Details of Port Townsend plastic bag ban worked out

PORT TOWNSEND — The language for a proposed plastic-bag ban has been refined and will be considered for possible approval by the Port Townsend City Council next week.

The City Council will consider the ban at 6:30 p.m. Monday in council chambers at City Hall, 540 Water St.

On June 4, the council discussed the proposed bill during a first reading and told the special-projects committee to provide more information about such topics as timing, exemptions and penalties for noncompliance.

That committee — consisting of council members Michelle Sandoval, Bob Gray and Mark Welch — met Tuesday and decided it will recommend to the City Council that the ban go into effect by year’s end, in time for the holiday season.

The measure would ban single-use plastic bags for retail uses — except those used for newspapers, dry cleaning and produce — and would require the use of paper bags or reusable bags instead.

Under the measure, consumers who are given paper bags will pay 5 cents per bag, an amount that would be added to their bill.

Stores would collect the fees and use the money to offset the cost of providing the paper bags.

There would be no city involvement in the collection of the fees.

Stores would be required to collect the fee for each bag distributed, and no store would be able to waive the fee.

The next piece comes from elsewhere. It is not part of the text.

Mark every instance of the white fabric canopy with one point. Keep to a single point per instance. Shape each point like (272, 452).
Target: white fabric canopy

This, Sandoval said, would “maintain an even playing field.” Consumers with EBC cards would be exempt from paying the bag charge.

Paper bags smaller than a usual grocery bag also would be exempt from the charge.

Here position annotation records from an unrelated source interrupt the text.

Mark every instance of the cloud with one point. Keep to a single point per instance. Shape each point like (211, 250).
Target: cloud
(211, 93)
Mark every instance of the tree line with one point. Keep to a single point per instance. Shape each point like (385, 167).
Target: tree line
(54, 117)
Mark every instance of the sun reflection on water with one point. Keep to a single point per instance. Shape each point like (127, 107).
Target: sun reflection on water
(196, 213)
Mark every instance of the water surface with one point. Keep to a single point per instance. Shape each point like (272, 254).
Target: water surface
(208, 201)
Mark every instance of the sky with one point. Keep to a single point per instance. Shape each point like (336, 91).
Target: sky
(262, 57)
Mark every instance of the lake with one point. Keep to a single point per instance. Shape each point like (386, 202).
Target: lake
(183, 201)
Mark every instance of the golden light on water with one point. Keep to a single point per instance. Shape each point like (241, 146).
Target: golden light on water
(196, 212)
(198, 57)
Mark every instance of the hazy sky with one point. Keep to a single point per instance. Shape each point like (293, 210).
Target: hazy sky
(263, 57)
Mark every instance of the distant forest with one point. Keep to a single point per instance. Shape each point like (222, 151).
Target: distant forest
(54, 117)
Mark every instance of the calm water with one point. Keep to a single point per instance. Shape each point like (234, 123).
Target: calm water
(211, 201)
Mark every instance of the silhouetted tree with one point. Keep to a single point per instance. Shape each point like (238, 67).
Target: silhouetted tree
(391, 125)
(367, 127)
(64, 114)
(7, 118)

The committee decided not to exempt wholesale transactions or farmers market sales, an action that Will O’Donnell, Jefferson County Farmers Market director and market manager, said he did not oppose.

While implementing a payment structure for the use of paper bags, the city would encourage shoppers to acquire reusable bags, perhaps distributing some free of charge.

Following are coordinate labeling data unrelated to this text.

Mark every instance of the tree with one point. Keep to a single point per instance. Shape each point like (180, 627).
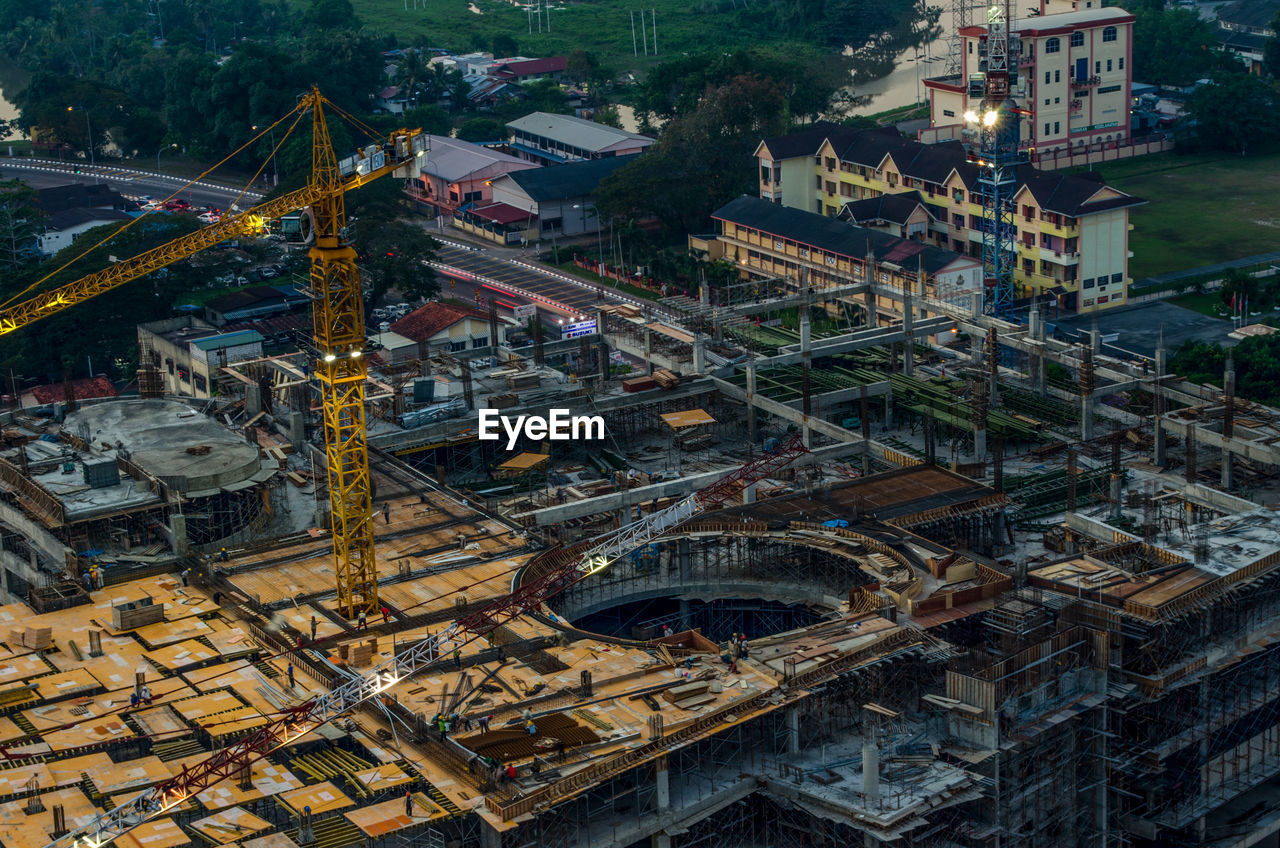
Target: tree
(702, 160)
(481, 130)
(1235, 112)
(22, 222)
(1171, 46)
(504, 46)
(1271, 50)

Penalties would not be imposed on merchants violating the ban unless they are repeat offenders who have made no effort to follow the law, the committee decided.

The committee also decided that if the measure is approved, the city should begin a campaign to inform the public about the ban and work with merchants toward its implementation.

Since June 4, City Attorney John Watts has contacted city representatives of Bellingham, Seattle and Bainbridge Island, where plastic-bag bans have been implemented.

Information gathered was used to develop the Port Townsend proposal, specifically for the exemption process.

One provision of the proposed ordinance would allow stores that have purchased plastic bags to use them until that stock is gone.

The committee determined there would be no way to determine whether a store would stockpile plastic bags in advance of the ban.

“We can’t control that,” Sandoval said.

“But if a merchant is using plastic bags several months after the ban goes into effect, their customers will ask them why.”